Basta pronunciare il nome di un giovane talento che nella testa di Matteo Tognozzi si spalanca un cassetto che straripa di curiosità, episodi, ricordi. Tutti raccontati con un’enfasi tale da tradire la passione che lo lega al suo lavoro e da giustificare il luccichio che d’improvviso riflettono i suoi occhi. La mole di aneddoti che snocciola senza sosta lascia soltanto immaginare il sottobosco abitato da tutti quelli che non potrà mai rivelare, dopo aver recentemente chiuso un ciclo di sei anni e mezzo alla Juventus, di cui gli ultimi cinque da capo dell’area scouting. C’è la volta in cui Bellingham è stato a un passo dai bianconeri e quella in cui ha visto accarezzare il pallone a Soulé a soli 11 anni. Quella in cui ha lavorato dietro le quinte per portare Vlahovic a Torino e quella in cui ha invece cercato di nascondere l’ingaggio già perfezionato di Yildiz.
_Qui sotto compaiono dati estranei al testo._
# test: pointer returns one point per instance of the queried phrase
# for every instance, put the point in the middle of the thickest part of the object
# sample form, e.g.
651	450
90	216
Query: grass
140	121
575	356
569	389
Un caleidoscopio di rivelazioni attraverso cui alla fin fine si scopre che, nei ruggenti anni dei big data, a far la differenza sono ancora le partite osservate a bordo campo e i rapporti costruiti con le persone.
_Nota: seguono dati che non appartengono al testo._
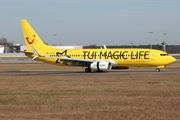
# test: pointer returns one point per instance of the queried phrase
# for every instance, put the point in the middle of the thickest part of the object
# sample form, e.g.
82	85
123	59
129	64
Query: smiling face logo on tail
30	42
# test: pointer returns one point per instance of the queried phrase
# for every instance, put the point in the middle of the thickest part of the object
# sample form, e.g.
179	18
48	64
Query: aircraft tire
88	70
158	70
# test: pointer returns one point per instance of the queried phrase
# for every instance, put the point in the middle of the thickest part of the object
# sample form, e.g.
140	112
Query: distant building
1	49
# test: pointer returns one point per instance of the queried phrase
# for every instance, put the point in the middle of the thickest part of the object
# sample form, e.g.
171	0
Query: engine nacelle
120	67
101	65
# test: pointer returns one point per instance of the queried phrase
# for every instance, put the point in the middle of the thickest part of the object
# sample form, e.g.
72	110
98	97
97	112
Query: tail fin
31	38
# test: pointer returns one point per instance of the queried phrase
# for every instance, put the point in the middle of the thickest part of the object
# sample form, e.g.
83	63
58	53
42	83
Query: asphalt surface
82	73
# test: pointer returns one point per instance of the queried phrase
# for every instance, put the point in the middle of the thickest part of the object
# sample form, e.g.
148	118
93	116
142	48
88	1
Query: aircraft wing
76	61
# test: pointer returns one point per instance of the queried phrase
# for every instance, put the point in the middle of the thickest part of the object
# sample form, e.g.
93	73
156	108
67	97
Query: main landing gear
158	70
88	70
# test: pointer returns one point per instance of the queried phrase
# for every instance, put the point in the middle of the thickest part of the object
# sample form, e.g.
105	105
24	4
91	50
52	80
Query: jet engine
101	65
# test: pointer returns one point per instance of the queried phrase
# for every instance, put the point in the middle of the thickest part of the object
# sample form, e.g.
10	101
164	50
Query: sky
86	22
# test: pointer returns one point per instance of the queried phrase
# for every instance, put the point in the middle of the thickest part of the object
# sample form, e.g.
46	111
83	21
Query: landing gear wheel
88	70
157	70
Matteo Tognozzi, innanzitutto: come si trova nelle inedite vesti di direttore sportivo del Granada, in Liga, ruolo assunto tre settimane fa soltanto?
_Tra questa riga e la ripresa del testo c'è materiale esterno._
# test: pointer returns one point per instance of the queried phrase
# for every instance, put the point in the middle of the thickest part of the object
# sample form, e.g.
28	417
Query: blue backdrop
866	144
«Iniziare il lavoro a ottobre è piuttosto insolito, ma la proposta mi ha subito affascinato e avevo voglia di iniziare il prima possibile. A tal proposito, devo ringraziare la Juventus che mi ha concesso l’opportunità di firmare a stagione in corso. Conoscevo già strutture, persone e, soprattutto, potenzialità del club spagnolo: ho ricevuto diverse offerte, ma questa era la più intrigante. In Spagna sto vivendo giornate piene ed entusiasmanti».
Che ruolo ha giocato la possibilità di vivere la sua prima esperienza da ds, dopo tanta esperienza nell’area scouting?
«Avvertivo effettivamente l’esigenza di questo passo, soprattutto dopo aver completato il corso a Coverciano. Ho soltanto 36 anni, ma già da 15 lavoro nel settore: la proposta del Granada si è sposata alla perfezione con il desiderio che stavo iniziando a covare».
Detto del perché è approdato al Granada, c’è anche un perché ha lasciato la Juventus?
«Dopo sei anni e mezzo, forse, si è semplicemente chiuso un cerchio. Sarei potuto restare a Torino per godere dei risultati che stavano arrivando, ma la mia indole mi spinge a cercare sempre nuovi stimoli. Con il direttore Giuntoli ci conosciamo da tempo e si era subito instaurato un ottimo rapporto, ma alla Juventus avevo raggiunto i miei obiettivi. Ora ne cerco di nuovi».